1) What are the chances of an Electrical Engineering job in this market with my qualifications? Is there a particular kind of job/company I should target?

2) What can I do in the next 6 months or so to improve my chances of landing a job as an Electrical Engineer.

Thank you for your time.

Sincerely,

ArmyEngineer


----------



## jeb6294 (Jul 5, 2011)

You can check for job postings on USAJobs. You should get big bonus points for military service.


----------



## willsee (Jul 5, 2011)

GE is hiring EE's in Louisville, KY

A recruiter called me and I was a co-op there 5 years ago. I have a friend who works there and he probably makes 70-75k and he's 28? 29? M.Eng and Army experience


----------



## solomonb (Jul 10, 2011)

Look in North Dakota for many jobs! Willston to be exact. The oil boom in the Baaken Formation is going strong and we need LOTS of people. I had someone call our firm last week looking for mechanicals with oil/gas experience. Power is going to be a BIG DEAL here because of the need for more big substations. Make damn sure that you have housing before going--housing is virtually non existent-- that is why there are so many jobs in demand. Many folks are living in trailers/motorhomes/campers.
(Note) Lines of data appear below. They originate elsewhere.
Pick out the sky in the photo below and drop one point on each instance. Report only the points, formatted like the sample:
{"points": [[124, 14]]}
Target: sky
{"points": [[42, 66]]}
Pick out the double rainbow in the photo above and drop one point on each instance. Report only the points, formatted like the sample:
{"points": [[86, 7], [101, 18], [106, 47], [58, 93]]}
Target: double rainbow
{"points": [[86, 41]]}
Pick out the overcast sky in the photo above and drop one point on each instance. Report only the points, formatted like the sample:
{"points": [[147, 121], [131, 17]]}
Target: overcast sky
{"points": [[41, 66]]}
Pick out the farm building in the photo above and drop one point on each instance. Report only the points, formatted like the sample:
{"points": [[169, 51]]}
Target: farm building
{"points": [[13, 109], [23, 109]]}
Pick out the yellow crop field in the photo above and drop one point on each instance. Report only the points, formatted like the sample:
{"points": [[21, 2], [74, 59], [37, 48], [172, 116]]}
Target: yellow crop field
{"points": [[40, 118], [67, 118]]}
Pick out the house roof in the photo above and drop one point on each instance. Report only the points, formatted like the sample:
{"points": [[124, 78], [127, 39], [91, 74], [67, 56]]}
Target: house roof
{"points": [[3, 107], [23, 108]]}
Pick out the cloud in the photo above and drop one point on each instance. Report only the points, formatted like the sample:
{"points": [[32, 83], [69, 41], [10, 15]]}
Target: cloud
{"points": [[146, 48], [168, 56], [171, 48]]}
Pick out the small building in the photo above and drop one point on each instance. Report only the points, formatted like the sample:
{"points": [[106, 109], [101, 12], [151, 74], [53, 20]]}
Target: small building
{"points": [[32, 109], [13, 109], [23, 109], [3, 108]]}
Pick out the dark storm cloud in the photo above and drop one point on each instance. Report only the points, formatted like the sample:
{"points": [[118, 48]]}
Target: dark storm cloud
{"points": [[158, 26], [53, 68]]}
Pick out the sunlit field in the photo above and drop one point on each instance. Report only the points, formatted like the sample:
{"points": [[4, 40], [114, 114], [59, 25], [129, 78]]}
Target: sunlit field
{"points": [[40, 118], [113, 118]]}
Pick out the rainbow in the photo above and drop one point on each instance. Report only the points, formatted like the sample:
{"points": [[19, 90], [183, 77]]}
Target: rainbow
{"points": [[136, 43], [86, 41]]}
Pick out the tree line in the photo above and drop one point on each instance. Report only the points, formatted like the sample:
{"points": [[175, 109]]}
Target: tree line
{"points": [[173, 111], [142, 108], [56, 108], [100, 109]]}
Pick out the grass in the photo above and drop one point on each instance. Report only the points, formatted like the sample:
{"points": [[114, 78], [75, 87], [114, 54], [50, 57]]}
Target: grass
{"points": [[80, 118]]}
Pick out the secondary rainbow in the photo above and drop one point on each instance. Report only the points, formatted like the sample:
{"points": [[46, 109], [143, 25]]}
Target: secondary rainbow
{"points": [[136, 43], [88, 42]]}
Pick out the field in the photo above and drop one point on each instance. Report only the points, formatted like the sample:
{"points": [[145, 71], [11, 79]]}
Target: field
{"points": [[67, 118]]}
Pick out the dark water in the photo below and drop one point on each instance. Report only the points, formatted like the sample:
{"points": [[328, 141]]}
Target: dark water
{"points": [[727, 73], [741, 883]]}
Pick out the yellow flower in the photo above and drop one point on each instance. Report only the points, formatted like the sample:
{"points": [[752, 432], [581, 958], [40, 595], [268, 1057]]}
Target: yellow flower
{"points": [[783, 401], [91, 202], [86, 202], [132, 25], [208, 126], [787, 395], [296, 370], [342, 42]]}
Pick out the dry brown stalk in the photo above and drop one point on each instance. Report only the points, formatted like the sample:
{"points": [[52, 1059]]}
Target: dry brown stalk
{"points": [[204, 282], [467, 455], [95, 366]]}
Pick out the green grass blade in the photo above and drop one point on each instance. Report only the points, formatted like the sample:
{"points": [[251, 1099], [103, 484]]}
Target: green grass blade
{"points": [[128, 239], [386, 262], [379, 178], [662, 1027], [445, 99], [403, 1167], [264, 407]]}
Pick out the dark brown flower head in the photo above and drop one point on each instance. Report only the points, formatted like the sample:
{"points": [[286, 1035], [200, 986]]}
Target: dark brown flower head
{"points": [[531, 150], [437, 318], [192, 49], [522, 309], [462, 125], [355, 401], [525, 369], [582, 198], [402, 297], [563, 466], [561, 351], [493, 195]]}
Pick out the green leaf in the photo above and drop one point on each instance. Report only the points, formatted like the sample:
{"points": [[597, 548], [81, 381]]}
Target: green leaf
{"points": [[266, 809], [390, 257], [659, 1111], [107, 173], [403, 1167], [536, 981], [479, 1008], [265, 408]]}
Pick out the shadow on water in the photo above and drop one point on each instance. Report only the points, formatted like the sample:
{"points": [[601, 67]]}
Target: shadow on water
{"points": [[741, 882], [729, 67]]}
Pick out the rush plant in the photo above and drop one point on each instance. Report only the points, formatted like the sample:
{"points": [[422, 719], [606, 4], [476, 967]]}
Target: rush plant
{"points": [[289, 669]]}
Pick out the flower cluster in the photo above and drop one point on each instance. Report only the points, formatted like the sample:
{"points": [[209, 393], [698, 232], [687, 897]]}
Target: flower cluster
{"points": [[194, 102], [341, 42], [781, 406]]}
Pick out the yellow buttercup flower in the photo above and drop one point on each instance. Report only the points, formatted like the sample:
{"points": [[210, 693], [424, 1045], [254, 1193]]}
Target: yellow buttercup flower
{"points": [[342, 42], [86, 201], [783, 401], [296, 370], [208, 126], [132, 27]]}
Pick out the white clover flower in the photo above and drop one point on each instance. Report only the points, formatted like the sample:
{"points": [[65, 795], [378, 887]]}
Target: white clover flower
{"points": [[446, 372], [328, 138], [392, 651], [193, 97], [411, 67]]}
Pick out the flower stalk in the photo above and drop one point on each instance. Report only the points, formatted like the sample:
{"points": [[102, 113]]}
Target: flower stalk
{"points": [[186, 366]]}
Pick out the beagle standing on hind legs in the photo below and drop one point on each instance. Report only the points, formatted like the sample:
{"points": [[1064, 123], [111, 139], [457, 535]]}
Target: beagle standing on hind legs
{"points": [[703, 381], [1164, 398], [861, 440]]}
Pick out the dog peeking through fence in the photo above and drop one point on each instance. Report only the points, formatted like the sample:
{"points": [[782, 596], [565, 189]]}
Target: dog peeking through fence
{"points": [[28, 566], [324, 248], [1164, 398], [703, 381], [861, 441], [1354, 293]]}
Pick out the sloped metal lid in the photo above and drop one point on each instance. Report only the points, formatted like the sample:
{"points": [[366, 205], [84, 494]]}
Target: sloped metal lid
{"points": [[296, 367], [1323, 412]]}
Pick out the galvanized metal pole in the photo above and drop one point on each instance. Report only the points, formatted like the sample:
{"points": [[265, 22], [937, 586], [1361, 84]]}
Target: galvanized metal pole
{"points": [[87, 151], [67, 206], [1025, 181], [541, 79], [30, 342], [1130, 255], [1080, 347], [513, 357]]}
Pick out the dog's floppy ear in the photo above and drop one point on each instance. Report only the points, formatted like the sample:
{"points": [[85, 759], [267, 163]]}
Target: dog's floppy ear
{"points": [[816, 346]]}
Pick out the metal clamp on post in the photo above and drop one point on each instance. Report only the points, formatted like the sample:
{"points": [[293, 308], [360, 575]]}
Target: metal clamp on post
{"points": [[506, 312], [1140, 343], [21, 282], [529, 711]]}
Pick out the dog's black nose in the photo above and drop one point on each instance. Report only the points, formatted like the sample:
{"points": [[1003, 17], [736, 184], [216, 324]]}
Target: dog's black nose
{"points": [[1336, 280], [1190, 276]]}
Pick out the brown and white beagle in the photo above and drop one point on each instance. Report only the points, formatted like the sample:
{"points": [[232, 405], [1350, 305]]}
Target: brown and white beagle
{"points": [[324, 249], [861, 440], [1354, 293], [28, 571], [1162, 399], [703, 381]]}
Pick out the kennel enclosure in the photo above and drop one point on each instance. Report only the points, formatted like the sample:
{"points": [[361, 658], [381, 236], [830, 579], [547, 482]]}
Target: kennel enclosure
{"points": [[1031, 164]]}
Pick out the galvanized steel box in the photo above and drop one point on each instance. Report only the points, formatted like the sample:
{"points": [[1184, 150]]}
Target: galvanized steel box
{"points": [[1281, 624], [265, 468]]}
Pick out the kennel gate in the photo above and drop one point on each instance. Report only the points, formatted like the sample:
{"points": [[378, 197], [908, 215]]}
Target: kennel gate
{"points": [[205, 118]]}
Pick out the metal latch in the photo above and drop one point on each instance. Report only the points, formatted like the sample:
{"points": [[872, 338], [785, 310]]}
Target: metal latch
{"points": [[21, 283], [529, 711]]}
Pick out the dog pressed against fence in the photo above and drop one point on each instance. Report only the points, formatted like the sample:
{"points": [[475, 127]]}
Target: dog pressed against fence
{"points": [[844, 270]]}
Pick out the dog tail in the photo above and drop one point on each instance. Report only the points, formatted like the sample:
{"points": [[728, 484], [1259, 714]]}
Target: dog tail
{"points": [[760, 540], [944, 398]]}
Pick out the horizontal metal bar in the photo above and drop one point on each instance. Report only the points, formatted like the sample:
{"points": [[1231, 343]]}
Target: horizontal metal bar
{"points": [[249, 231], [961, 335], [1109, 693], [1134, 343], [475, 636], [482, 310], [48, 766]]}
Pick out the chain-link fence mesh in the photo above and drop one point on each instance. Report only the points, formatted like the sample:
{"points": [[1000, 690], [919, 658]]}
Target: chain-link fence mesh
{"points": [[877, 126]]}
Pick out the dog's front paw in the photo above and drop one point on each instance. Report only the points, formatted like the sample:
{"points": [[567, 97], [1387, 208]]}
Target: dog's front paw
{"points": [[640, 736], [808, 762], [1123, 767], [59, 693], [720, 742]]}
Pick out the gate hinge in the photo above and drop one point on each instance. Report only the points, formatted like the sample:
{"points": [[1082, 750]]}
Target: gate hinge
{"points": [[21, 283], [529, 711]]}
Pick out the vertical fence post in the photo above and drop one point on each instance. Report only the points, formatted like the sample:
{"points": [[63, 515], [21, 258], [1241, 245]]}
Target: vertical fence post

Understand that there is plenty of work----- all types---housing is the issue. The winter's in North Dakota can be quite brutal, -30-40F, not impossible, however, not for the faint hearted either. They say that Baaken formation will go for many more years, that is why they need people.

I was up a couple of weeks ago-- they were paying $18/20 hour for help at McDonalds-- why? More money in the oil field. The people were complaining about lack of good restaurants, nobody wants to work in the restaurant when you can work in the oil field. Long, hard hours, 14-16 hour days/7 days/week-- however the money is good.

Look at the Minot or Williston papers-- you will see what I am describing.


----------



## navyasw02 (Jul 11, 2011)

Stay in the military and be an officer. You've already got 4 years towards retirement and you'll have job security and good pay.


----------